Turkish Foreign Ministry spokesman Tanju Bilgic said U.S. Ambassador John Bass was summoned to the ministry to hear Turkey's demands that the YPG pull back east of the Euphrates immediately. Bilgic pointedly said it was "unacceptable" the YPG had failed to live up to U.S. assurances on the withdrawal. The U.S. earlier had said Turkey's actions after taking Jarablus were "unacceptable."
The position of NATO ally Turkey was possibly hardening as its casualties mounted in what Ankara is calling Operation Euphrates Shield. A Turkish sergeant was killed and three other soldiers were wounded Sunday in an anti-tank missile attack on a Turkish tank south of Jarablus.

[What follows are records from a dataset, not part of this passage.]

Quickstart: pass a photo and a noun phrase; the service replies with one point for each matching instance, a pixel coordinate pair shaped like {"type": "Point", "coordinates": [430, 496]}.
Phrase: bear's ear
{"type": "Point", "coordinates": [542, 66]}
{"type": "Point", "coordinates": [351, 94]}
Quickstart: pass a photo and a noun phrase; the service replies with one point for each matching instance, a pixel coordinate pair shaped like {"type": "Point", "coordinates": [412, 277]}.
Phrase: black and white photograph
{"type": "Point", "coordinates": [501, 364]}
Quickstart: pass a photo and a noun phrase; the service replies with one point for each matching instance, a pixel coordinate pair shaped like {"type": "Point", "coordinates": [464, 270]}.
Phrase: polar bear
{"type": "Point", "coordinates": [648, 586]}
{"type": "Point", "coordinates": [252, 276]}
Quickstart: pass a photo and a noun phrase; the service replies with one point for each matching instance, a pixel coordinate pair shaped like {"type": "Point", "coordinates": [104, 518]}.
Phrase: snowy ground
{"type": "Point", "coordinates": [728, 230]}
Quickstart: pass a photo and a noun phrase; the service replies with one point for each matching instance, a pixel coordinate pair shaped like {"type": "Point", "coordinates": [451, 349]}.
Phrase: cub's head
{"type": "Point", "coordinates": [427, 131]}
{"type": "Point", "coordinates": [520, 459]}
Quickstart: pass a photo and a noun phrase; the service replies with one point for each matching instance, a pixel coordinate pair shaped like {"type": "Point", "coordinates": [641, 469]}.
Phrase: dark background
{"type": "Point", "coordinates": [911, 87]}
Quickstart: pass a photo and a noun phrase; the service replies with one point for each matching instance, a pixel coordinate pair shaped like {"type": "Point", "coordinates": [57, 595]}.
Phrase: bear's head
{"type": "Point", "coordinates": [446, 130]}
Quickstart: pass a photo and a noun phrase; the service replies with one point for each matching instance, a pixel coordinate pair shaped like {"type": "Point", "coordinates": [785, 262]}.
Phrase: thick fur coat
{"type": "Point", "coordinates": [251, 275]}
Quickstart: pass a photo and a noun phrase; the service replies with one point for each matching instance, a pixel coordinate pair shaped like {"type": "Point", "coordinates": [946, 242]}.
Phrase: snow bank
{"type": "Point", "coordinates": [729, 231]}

Three more Turkish soldiers reportedly were wounded Tuesday.
The U.S. initially provided close-air support to the Turkish advance, but it was withdrawn after two days as elements of the Free Syrian Army, another opposition group backed by the U.S. as well as Turkey, reportedly moved south of Jarablus to take several villages.
"We did support them," Votel said of the Turkish forces crossing into Syria, but "we had to withdraw support for that" when it became clear to the U.S. that the Turkish offensive had aims beyond clearing fighters of the Islamic State of Iraq and Syria from the border.
Thus far, the Turkish offensive has posed no threat to the estimated 300 U.S. Special Forces troops in Syria training and advising rebel groups, including the YPG, Votel said.
"They know very well where we are," Votel said, but "we may remind them" occasionally.
Despite the frictions with the Turkish government, there also has been no effect as yet on flight operations in the anti-ISIS campaign out of the U.S. air base at Incirlik, he said, adding "I don't see any degradation to the support we're getting" from Turkey at Incirlik.
Votel spoke at a Pentagon news conference at which he sought to walk a fine line between backing a rebel group that has been vital to the anti-ISIS campaign in Syria and antagonizing a NATO ally still shaken by the failed July 15 coup mounted by elements of the military opposed to President Recep Tayyip Erdogan.
Late last month, Erdogan attacked Votel personally, suggesting that he may have sympathized with the coup plotters after Votel voiced concerns about military-to-military relations in the aftermath of the coup attempt in which an estimated 300 were killed and the Turkish parliament was bombed.
Erdogan went on a tirade against Votel: "Who are you? Know your place! You are taking the side of coup plotters instead of thanking this state for defeating the coup attempt."
Votel issued a statement through CentCom denying involvement: "Any reporting that I had anything to do with the recent unsuccessful coup attempt in Turkey is unfortunate and completely inaccurate."
"Turkey has been an extraordinary and vital partner in the region for many years. We appreciate Turkey's continuing cooperation and look forward to our future partnership in the counter-ISIL fight," Votel said, using another acronym for ISIL.
Votel made similar statements at the news conference Tuesday. He said that the U.S. was supporting the Turkish move against Jarablus -- so long as it stayed focus on ISIS.